The other day a unanimous Supreme Court ruled that a First Amendment challenge to an Ohio law should be heard in the lower courts. While the decision may have seemed a minor one, it represents an important advance for freedom of speech.
The question that the Court answered in the affirmative, with Justice Clarence Thomas writing, was whether Susan B. Anthony List, a pro-life advocacy organization, has standing to challenge an Ohio statute that prohibits false statements made during a political campaign.
Ohio is one of 16 states that have false statement statutes. Most of them date from the post-Watergate era and seek to promote an ostensibly more virtuous politics. The laws vary in their details, but they all involve government in passing judgment on what are essentially statements of opinion. That is what makes them unconstitutional, since under the First Amendment, the people, and not the government, have the authority to decide which political statements are true or false or somewhere in between.
The Ohio law makes it a crime for anyone to make false statements about the voting record of a candidate or incumbent officeholder and for anyone to “post, publish, circulate, distribute, or otherwise disseminate a false statement concerning a candidate” that the speaker knows is false or has made with “reckless disregard of whether it was false or not.” Note that the law applies even to campaign falsities composed by bloggers.
In 2010, SBA, doing as advocacy groups do in an election year, targeted members of Congress who had supported “a health care bill that includes taxpayer-funded abortion”—Obamacare. One was Rep. Steve Driehaus, the Democrat who then represented the state’s First Congression-al District, most of which is in Cincinnati.
SBA sought to rent billboard space in the district to “educate voters” about his position. “Shame on Steve Driehaus! Driehaus voted FOR taxpayer-funded abortion” was to be the message. The company that owned the space refused to display it after a lawyer for Driehaus threatened legal action. Aware that under the false statement statute “any person” may file a complaint with the Ohio Elections Commission alleging a violation of the law, Driehaus did so—on October 4, 2010, 29 days before the general election.

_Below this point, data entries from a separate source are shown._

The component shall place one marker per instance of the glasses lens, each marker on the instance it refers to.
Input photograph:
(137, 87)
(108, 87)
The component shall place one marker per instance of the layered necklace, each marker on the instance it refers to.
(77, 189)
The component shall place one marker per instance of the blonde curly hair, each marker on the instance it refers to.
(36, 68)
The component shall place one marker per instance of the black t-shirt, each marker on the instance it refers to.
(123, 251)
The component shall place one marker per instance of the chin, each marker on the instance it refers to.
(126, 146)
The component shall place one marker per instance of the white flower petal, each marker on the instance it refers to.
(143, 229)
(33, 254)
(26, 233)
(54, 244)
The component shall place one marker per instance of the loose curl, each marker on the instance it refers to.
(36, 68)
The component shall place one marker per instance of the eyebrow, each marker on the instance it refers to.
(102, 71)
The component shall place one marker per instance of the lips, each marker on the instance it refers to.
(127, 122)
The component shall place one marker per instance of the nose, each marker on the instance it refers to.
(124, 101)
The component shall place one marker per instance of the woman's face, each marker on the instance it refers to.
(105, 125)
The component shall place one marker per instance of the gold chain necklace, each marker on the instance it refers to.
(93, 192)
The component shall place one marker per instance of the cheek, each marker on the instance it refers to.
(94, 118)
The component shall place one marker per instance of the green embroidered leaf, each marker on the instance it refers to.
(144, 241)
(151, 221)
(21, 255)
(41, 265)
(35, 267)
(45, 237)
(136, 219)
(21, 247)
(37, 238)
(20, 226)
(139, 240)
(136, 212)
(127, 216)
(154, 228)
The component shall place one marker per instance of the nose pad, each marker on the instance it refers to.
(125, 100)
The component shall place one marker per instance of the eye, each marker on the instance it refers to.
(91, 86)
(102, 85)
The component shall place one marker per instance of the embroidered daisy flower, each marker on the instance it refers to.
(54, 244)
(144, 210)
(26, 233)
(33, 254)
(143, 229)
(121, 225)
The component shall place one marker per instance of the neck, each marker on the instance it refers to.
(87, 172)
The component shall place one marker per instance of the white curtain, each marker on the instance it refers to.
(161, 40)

Driehaus’s complaint—that SBA had falsely stated his voting record—meant that SBA would be subjected to a process established by the statute in which government officials would decide whether the organization had indeed falsely spoken. Conducting an “expedited review” as the law provides, 3 members of the commission (there are 10 in all) decided on October 14 that there was “probable cause” to believe that the alleged violation had occurred.
SBA now risked criminal prosecution and punishment if the full commission, which would act next, were to decide there was “clear and convincing evidence” that a violation had occurred. Such a judgment must, under the law, be referred to “the relevant county prosecutor,” with fines, prison, and disfranchisement awaiting those charged and found guilty.
SBA didn’t wait around to find out what the full commission might do. On October 18, before the commission’s scheduled hearing, SBA filed its challenge to the constitutionality of the false statement statute. After the election, Driehaus, having lost his bid to keep his seat, decided to drop his complaint. But SBA stayed with its lawsuit, contending that its speech had been inhibited, that it intended to send the same message in future elections, and that it expected to see its constitutional rights again “being chilled and burdened,” because anyone can hale it before the commission, “forcing it to expend time and resources defending itself.”
The district court dismissed SBA’s lawsuit, as well as a similar one brought by the Coalition Opposed to Additional Spending and Taxes, with which it had been consolidated. The cases fared no better on appeal, in the Sixth Circuit.
At issue was whether the two parties had presented a sufficiently concrete injury that would confer on them standing to have their case heard. SBA and COAST argued that the threat of enforcement of the false statement statute amounted to such an injury, and the Supreme Court agreed, concluding that “the burdensome commission proceedings” together with “threat of criminal prosecution” suffices to create an injury that entitles the parties to have their case heard.
A Supreme Court decision sustaining the Sixth Circuit would have effectively insulated Ohio’s false statement statute—as well as those in other states—from constitutional challenge. It would have ensured the continued involvement of government in decisions that the First Amendment leaves to the people.
As matters stand, SBA v. Driehaus has been sent back to the lower courts for review of the constitutional issue it raises. And who knows? SBA v. Driehaus might someday return to the Supreme Court. If not, let’s hope that the justices take a similar case. It’s time for the Court to affirm the First Amendment by taking government out of the business of political fact-checking and removing the threat of prosecution against speakers who dissent from its views of political truth.